Special mention to the bassist, Mike Tiner, who makes himself known here with some swerving and busy grooves and lines that lend a greater depth to the choppier, clinical guitar elements in tunes like "Prisoner of War". The leads, too, while not so scathingly memorable that you'll think of them outside the experience, have a more emotional and melodic range to them ("Better Living Through Catastrophe") which really reinforces that All Shall Perish was not interesting in sticking around Beatcore Browdownland for all eternity, but in achieving that very important balance. Which, honestly, they do here. The Price of Existence falls short of success for me only in the fact that as well-sharpened the band's utensils have become, this specific meal is just not the tastiest you're likely to find. For instance, some of the Job for a Cowboy albums where they went all brutal death are packed with more interesting, catchy riff patterns, and even bands like Carnifex and Whitechapel have been making dramatic improvements to their material, at least in my estimation (like I said, there's a pretty stubborn core audience to this niche which seems adverse to any sort of variation or logical progression).

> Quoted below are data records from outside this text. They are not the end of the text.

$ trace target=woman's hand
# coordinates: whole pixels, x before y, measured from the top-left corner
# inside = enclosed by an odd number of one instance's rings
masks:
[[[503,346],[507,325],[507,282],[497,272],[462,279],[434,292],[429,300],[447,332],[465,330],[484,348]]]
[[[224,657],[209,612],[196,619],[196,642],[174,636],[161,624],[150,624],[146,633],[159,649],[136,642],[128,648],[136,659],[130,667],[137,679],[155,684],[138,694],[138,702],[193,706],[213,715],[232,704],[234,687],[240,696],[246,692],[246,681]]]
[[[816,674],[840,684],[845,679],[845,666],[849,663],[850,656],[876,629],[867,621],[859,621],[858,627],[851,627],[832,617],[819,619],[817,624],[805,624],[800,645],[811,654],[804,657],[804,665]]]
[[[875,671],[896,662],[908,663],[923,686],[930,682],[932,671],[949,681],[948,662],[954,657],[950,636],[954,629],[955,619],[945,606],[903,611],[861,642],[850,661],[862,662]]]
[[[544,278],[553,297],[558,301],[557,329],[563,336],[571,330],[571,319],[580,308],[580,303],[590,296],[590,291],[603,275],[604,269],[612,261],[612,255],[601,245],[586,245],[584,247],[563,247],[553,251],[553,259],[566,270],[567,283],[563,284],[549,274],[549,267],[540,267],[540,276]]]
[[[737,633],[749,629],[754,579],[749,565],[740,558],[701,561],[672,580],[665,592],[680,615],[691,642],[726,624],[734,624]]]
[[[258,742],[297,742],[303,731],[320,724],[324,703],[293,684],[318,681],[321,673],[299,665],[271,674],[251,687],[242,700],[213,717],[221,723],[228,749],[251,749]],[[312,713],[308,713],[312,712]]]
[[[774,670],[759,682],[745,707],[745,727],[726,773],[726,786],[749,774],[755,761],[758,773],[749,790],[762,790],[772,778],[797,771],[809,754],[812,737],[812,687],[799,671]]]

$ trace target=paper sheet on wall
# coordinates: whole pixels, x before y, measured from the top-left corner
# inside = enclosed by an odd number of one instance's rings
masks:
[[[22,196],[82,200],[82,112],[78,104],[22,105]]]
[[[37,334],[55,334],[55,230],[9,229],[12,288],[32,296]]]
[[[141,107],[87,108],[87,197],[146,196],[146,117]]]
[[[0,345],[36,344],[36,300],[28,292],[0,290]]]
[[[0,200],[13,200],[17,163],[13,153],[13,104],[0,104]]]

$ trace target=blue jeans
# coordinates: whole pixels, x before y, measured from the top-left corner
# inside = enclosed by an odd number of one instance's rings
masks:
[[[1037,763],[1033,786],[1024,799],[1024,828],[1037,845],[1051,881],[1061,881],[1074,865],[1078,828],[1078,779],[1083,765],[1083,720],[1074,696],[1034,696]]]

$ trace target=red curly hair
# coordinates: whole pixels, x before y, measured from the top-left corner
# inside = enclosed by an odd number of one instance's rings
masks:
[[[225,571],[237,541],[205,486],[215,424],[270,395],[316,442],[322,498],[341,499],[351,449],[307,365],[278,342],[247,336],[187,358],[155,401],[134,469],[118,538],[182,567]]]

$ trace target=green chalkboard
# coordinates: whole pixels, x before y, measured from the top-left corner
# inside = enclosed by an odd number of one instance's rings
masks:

Yeah, if you're into deathcore for both the breakdowns and musicianship, The Price of Existence is really not a bad place to start. The lyrics are mildly more coherent, and the cover art better, though their logo remained fucking awful. Fortunately, they didn't shitty this up with a bunch of clean radio choruses or any of that Killswitch Engage garbage (approved by soccer moms everywhere), and the fact that this was their first for Nuclear Blast sort of comes with the implication that the production is better. I had no problem with the studio sound for Hate.Malice.Revenge, but this is superior in terms of vocal levels and drums. The addition of the second lead guitarist (Chris Storey) was a wise one, and in fact both guitarists were new was a 60% lineup change with only the rhythm section remaining off the debut. They made some good choices and transformed from the sort of band I could hear just about anywhere I could find a 'core or 'metal' gig, to a potential contender in a West Coast arena that also contained bands like As I Lay Dying and Suicide Silence. There's certainly a sense of 'me too' about this, another bandwagon outfit attempting to capitalize on the success of East Coast commercial metalcore (and The Black Dahlia Murder) by gutting some of its sissy ingredients and incorporating more death metal and gut churning mosh moments...yet that is the worst thing to be said for it (okay, outside of the logo).